A prospective study of salvage high-intensity focused ultrasound for locally radiorecurrent prostate cancer: early results.Scand J Urol Nephrol. 2010 Sep; 44(4):223-7.SJ
After radical external beam radiation therapy (EBRT), local recurrence may benefit from definitive local therapy. The objective of this study was to evaluate the safety and short-term biochemical results and morbidity after salvage high-intensity focused ultrasound (HIFU) treatment in patients with biopsy-proven local prostate cancer recurrence after EBRT.
MATERIAL AND METHODS
From October 2006 46 patients were treated with HIFU. Bone scan and abdominal CT/MRI scan were negative. Median follow-up was 9 months (range 3-24 months).

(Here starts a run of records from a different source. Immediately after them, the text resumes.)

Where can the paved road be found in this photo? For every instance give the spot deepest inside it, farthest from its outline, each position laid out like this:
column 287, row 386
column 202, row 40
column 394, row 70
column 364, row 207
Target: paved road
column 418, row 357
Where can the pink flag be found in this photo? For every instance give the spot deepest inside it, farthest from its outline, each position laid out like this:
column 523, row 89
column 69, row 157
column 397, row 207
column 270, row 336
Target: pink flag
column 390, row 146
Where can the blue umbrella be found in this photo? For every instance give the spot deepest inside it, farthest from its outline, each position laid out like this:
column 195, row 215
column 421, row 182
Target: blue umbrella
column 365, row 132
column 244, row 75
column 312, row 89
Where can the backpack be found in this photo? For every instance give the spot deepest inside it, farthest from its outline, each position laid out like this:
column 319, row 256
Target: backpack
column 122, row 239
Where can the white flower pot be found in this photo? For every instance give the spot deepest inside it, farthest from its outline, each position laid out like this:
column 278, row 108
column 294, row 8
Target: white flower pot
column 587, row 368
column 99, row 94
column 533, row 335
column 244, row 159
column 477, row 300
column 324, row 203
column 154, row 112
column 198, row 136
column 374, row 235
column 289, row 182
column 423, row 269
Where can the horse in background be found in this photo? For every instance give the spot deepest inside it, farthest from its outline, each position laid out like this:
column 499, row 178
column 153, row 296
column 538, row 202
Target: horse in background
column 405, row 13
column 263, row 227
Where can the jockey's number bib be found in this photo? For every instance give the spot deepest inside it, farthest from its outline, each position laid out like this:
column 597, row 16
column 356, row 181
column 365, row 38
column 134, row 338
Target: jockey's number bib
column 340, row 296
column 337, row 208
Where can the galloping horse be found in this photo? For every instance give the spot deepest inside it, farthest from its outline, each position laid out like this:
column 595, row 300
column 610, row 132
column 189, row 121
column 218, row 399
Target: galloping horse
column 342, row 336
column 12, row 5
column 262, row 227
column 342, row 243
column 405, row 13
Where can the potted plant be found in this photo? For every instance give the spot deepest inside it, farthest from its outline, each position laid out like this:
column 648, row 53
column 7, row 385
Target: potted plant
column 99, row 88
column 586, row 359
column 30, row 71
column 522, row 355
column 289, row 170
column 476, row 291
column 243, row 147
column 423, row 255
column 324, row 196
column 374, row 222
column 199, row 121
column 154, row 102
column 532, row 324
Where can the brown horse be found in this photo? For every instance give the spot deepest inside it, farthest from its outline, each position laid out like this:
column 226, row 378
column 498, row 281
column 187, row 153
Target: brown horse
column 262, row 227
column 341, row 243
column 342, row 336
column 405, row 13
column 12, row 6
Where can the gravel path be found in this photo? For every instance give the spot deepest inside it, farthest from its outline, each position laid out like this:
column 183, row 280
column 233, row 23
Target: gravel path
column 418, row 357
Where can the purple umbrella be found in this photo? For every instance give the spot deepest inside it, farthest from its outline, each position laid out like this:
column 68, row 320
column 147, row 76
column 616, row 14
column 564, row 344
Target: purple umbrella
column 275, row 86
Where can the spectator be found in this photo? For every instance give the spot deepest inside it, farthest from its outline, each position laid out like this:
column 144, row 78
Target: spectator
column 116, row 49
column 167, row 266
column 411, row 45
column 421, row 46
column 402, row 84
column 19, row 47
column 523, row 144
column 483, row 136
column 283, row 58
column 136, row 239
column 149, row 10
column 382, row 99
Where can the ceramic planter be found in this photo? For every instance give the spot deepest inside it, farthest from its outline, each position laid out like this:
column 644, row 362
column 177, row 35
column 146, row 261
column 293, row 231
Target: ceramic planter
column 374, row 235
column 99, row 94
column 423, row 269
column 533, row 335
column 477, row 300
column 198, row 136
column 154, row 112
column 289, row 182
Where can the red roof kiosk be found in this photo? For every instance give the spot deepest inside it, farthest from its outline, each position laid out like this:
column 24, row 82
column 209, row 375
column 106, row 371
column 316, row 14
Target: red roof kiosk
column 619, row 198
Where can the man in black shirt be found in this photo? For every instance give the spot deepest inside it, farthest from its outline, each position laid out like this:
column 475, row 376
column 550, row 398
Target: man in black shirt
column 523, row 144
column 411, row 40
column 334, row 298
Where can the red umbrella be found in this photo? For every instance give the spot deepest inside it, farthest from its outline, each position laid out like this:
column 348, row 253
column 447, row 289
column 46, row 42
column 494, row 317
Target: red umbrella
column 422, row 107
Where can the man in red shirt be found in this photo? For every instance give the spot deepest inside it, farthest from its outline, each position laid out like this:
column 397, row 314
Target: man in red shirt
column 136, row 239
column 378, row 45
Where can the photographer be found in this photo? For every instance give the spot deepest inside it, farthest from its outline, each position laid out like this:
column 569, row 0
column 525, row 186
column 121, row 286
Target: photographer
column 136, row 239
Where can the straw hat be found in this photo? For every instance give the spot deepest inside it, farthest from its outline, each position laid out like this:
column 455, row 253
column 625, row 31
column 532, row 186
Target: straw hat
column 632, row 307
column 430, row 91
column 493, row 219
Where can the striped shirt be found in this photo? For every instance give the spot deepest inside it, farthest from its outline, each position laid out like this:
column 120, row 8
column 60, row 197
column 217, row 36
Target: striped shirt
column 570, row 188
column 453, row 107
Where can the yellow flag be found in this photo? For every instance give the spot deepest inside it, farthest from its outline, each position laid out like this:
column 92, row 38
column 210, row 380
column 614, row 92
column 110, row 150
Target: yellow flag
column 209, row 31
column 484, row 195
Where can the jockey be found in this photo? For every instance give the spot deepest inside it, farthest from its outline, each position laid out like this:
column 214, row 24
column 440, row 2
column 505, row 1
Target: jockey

The median prostate-specific antigen (PSA) nadir was 0.3 ng/ml (range 0-24 ng/ml). Eighteen patients (39.1%) were classified as failures. In addition, there were four patients (8.7%) with post-HIFU PSA nadir > 0.5 ng/ml. No patients died during follow-up. One patient developed urethrorectal fistulae and was successfully treated conservatively. Two patients developed urethrocutaneous fistulae. Seven patients (15.2%) and one patient (2.1%) developed grade 2 and grade 3 incontinence, respectively. Seven men (15.2%) had erectile function sufficient for intercourse pre-HIFU and only two men (4.3%) post-HIFU.
Early results of salvage HIFU in patients with local recurrence of prostate cancer after radical EBRT indicate the procedure to be a reasonable treatment option, but better patient selection criteria are needed. The side-effects are not negligible.